Ok, the provisioning profile is the hardest bastard to deal with.  If you are like me, and just want to put together a proof of concept, you don't (nor shouldn't) have to pay a company $99 just to try it out.  However that's not how it works for iOS applications.  Apple wants your money any way they can get it, and even if you want to write just a simple app, they'll try and get it however they may.  After asking Lord Google the best way to get past paying money, I found this one link with a hacked provisioning profile...success!!!  Actually, I need to learn the mechanics of this profile to understand what's really in there.  But for my POC, I just grabbed one from here.

Next, I needed a PKCS12 (or more short-handedly known as a .p12) certficate.  This wasn't easy because I've never created one before.  After much searching and trying, I came across Flat Mountain's awesome posts on how to do it.  Always looking to improve my shell skills, I followed his post and finally got some certs built.  I could've used Apple's developer site, but that seemed to obtuse.  and this is for OSX.4, so it might not be relevant, but it's also a start.  On a Mac you can even use Keychain Access, but I didn't go the "easy" route until Flex Builder started complaining that my cert wasn't a "code-signing" cert...  I spent another few minutes trying (However, now that I'd gone through the process of making the cert manually, I understood a lot more about what keychain access wanted to do).  In less than 3 minutes I had created a CA and a cert…but dangit! I couldn't export those as code signing certs (at least not right off the bat, even though I had created them as code signing certs).  About 2 minutes later, i figured I had to evaluate the cert.  I changed the viewing and evaluation to Code signing and voila! I could export the cert as a .p12!  WOOT!

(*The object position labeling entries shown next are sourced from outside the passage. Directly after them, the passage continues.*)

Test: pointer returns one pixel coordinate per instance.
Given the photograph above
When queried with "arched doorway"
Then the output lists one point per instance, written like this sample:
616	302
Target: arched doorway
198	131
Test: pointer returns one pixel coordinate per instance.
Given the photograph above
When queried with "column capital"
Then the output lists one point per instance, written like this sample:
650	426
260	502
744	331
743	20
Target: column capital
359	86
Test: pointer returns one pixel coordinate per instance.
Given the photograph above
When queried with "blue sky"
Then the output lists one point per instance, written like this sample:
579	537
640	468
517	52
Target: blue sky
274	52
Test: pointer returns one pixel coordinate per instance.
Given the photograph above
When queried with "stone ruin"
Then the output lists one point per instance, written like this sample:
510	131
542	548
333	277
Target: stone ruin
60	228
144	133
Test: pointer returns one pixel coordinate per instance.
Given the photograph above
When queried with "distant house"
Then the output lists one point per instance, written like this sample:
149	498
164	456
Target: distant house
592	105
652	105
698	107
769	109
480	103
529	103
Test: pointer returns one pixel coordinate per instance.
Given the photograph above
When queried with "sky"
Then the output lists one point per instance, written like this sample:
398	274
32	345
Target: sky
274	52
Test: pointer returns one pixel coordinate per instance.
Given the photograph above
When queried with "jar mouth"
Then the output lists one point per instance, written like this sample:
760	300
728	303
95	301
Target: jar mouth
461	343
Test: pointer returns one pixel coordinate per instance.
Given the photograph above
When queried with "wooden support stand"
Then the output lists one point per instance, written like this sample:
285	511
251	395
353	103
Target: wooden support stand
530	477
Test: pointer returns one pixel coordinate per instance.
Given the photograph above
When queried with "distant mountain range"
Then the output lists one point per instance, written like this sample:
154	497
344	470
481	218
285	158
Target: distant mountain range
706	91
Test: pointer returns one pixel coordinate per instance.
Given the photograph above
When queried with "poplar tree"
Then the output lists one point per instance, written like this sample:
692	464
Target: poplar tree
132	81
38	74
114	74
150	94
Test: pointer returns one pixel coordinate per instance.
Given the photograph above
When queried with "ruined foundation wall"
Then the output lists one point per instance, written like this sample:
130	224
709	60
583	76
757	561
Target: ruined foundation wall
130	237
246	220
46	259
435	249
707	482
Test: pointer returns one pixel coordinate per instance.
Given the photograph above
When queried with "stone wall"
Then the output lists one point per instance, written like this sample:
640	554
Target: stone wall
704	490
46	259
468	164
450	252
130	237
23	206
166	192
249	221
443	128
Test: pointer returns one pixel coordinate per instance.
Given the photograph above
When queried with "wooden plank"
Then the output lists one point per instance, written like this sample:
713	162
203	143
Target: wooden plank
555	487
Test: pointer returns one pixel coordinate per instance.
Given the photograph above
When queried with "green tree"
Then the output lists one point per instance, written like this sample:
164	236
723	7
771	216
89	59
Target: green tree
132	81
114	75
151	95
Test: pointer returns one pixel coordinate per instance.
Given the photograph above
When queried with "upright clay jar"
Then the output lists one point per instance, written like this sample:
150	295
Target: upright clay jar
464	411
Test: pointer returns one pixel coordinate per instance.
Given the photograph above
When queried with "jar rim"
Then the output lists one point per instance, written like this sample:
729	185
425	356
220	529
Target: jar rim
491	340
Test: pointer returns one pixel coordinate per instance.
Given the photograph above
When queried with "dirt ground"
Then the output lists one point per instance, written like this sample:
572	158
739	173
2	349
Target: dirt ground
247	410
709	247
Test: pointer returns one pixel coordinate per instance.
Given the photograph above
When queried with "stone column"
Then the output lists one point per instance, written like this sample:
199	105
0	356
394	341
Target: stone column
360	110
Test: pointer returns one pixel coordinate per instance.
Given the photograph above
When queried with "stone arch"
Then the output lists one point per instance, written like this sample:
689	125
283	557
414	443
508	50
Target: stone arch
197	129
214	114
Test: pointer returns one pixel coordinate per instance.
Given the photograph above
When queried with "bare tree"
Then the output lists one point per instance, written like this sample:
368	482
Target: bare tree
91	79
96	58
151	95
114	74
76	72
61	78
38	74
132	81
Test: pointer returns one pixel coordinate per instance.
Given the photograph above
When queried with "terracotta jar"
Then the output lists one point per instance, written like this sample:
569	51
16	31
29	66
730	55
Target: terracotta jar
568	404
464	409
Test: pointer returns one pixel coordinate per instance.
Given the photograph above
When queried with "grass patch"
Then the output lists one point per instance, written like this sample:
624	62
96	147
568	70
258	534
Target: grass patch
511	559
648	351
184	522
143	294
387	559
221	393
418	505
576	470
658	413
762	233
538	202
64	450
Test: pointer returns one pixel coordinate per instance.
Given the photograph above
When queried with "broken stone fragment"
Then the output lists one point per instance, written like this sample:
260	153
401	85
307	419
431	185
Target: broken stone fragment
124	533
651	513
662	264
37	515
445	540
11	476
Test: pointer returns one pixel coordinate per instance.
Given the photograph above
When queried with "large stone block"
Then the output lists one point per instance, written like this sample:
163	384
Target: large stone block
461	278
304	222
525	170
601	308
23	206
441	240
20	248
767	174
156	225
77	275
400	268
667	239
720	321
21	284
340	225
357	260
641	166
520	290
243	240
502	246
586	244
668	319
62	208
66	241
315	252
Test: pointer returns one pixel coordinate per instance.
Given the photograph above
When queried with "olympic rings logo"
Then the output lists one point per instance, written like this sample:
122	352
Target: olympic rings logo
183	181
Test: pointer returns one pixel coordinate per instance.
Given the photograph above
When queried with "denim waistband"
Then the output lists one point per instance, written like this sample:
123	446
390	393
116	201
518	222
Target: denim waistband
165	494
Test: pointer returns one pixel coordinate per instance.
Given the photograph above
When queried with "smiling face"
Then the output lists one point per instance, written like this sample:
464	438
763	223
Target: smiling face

OK, fine, I should also post that exporting the final release will also give you the option of creating your own .p12 right there on the spot, but I felt like that is just way too easy to do, and you don't actually have a clue what's going on in the black magic voodoo of Flex Builder's sneaky background (maybe a post is required about how FB builds keys…but not right now).

Armed with my cert and profile, I just needed a quick default icon, so I used some Photoshop (which isn't necessary, but can help), then Apple's Icon Composer (part of the xCode package: /Developer/Applications/Utilities/Icon Composer).  This guy's blog post helped, but I wasn't interested in paying for CandyBar, so I skipped that step .  It's also about 4 years old, so unless you're still running just Leopard or Tiger, and CS3 or CS4, then you have to use a little imagination.

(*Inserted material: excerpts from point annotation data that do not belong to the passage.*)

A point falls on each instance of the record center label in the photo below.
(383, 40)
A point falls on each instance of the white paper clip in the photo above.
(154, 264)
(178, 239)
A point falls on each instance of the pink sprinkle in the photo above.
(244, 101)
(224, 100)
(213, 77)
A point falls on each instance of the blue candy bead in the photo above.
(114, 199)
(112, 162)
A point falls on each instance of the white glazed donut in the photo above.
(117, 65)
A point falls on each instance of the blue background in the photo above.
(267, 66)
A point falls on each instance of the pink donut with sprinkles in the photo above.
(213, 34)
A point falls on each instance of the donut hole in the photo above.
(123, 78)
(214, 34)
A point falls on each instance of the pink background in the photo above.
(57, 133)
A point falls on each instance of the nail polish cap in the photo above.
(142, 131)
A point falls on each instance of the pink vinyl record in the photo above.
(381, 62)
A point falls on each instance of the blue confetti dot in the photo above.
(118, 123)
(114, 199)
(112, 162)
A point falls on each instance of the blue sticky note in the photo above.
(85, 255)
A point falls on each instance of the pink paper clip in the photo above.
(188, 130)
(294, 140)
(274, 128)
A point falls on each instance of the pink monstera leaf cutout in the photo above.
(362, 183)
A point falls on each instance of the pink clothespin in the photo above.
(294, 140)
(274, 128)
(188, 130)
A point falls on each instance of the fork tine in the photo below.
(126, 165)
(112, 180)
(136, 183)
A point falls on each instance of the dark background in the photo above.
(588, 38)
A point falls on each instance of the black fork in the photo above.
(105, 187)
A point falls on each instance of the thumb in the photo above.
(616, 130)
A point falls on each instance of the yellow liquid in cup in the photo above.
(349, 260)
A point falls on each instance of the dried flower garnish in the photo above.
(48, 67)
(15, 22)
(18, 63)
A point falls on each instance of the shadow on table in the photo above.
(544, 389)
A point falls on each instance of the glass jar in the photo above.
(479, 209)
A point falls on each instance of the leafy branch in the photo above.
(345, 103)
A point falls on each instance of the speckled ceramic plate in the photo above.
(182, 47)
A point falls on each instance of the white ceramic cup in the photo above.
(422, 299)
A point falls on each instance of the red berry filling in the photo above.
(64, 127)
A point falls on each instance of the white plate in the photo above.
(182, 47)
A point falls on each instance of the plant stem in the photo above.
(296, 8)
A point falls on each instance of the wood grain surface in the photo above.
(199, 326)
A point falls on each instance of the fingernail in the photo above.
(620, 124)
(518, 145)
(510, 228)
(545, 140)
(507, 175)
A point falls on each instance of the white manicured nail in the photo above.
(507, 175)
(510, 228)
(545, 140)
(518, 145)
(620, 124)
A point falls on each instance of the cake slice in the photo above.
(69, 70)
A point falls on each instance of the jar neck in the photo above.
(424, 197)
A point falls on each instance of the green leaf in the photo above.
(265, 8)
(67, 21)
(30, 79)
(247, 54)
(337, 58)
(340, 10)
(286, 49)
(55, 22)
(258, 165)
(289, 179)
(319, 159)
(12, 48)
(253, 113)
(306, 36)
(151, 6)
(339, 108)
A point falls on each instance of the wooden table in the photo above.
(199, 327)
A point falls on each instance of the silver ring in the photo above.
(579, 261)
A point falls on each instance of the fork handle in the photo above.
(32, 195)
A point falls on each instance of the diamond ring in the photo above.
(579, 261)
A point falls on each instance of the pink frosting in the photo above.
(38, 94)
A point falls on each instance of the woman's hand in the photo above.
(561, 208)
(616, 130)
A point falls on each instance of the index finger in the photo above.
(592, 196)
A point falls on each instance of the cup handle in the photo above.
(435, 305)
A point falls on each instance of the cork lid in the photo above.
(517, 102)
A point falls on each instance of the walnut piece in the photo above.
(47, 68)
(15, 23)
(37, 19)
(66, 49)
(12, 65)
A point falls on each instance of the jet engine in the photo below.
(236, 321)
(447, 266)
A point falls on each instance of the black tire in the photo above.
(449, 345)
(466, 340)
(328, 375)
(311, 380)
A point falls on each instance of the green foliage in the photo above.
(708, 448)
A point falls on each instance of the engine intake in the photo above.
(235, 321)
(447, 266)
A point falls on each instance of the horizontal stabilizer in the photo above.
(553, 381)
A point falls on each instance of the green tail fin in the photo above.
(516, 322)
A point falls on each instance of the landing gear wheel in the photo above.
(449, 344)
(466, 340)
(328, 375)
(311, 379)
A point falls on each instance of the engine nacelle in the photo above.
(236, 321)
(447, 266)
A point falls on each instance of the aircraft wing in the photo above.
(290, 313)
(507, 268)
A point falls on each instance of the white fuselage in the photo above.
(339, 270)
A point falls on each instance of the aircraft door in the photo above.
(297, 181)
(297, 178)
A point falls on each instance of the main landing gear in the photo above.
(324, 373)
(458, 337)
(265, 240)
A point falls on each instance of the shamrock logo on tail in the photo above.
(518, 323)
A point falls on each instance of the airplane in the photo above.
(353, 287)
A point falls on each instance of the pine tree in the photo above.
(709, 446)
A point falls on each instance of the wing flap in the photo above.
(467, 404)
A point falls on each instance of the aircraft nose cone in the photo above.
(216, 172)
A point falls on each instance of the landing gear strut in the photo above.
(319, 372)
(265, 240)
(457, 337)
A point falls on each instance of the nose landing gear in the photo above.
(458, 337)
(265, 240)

Ok, icons and certs down, now to getting my AIR app to work.  I used FB4's converter to change the project from Flex to AIR.  A few errors (read: Flex 3.5 SDK custom preloader doesn't like AIR applications because of the addedToStage event.  With a workaround in my custom preloader, I have a functioning AIR app that works on my desktop.)

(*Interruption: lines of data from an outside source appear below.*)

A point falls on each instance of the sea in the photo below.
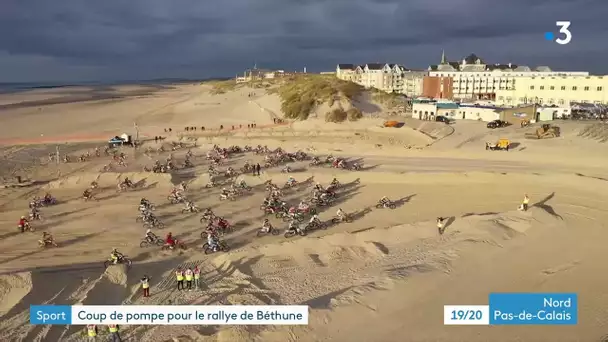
(15, 87)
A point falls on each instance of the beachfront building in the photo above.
(392, 78)
(473, 78)
(256, 74)
(428, 109)
(556, 90)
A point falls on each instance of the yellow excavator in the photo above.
(546, 131)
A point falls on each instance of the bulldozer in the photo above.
(546, 131)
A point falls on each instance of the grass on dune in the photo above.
(300, 94)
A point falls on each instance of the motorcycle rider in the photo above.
(23, 223)
(115, 256)
(341, 214)
(208, 213)
(87, 194)
(35, 213)
(293, 226)
(47, 238)
(266, 226)
(127, 182)
(190, 206)
(151, 237)
(170, 240)
(212, 240)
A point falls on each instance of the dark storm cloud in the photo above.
(195, 38)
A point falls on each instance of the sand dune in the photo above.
(383, 277)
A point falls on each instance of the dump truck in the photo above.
(546, 131)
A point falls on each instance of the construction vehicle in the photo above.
(546, 131)
(500, 145)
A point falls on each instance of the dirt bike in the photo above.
(123, 187)
(231, 197)
(322, 202)
(35, 217)
(175, 199)
(26, 227)
(88, 198)
(388, 204)
(207, 217)
(47, 243)
(191, 210)
(122, 260)
(293, 232)
(154, 223)
(309, 210)
(271, 231)
(337, 220)
(315, 225)
(146, 242)
(290, 185)
(221, 247)
(296, 217)
(178, 245)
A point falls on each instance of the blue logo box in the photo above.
(533, 308)
(51, 314)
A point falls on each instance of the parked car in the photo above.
(443, 119)
(497, 124)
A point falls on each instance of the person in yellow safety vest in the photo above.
(114, 336)
(92, 332)
(197, 278)
(525, 202)
(179, 275)
(189, 276)
(145, 285)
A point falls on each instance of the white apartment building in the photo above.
(386, 77)
(556, 90)
(474, 79)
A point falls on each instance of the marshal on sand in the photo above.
(384, 275)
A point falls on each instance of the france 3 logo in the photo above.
(564, 30)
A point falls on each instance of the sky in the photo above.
(111, 40)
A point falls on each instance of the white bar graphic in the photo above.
(466, 315)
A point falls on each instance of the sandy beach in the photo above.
(383, 277)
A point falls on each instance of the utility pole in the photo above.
(136, 132)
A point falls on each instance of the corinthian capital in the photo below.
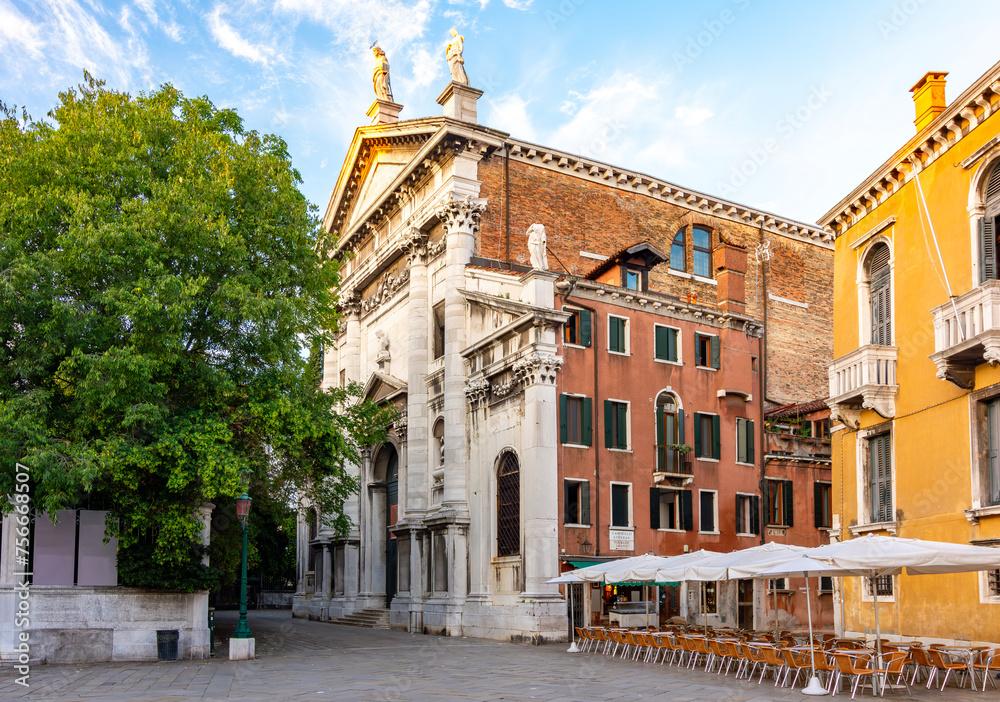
(461, 214)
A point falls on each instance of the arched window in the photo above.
(880, 295)
(508, 505)
(989, 228)
(677, 254)
(701, 252)
(669, 432)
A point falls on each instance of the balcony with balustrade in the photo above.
(864, 379)
(967, 333)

Now, command line is cool, but sometimes we just need functional.  I got the steps from Kevin Cantrell's post to start with, but I didn't like figuring out all the paths, tabbing through and hopefully not messing up the spelling of anything (I'm lazy, not a hipster).  Even after making it all, putting it into a text editor so I could copy and paste for later use seemed trite.  So I used FB's export tool with my custom signed certs to at least build my app's swf (it exports as a .air, but that's just code for .zip/.tar/.air/.whatever).  I un-tarred it to have the swf, but there's also a copy in my bin folder by default.  I also want to be lazy, so I used this post from Ivan to update the ant build process so I could remain lazy.  Now I have everything in place, so let's let it run, and tada!!!

I've got a functioning Flex app converted from Flex 3.5 to iOS (with some hefty mods). and it runs!  Ok, it isn't native, but as a POC, it doesn't matter.  The point is the point.

This was for me a POC as well as an aggregation of different user's experiences.  If you have any questions, please ping me or the other guys who put this together.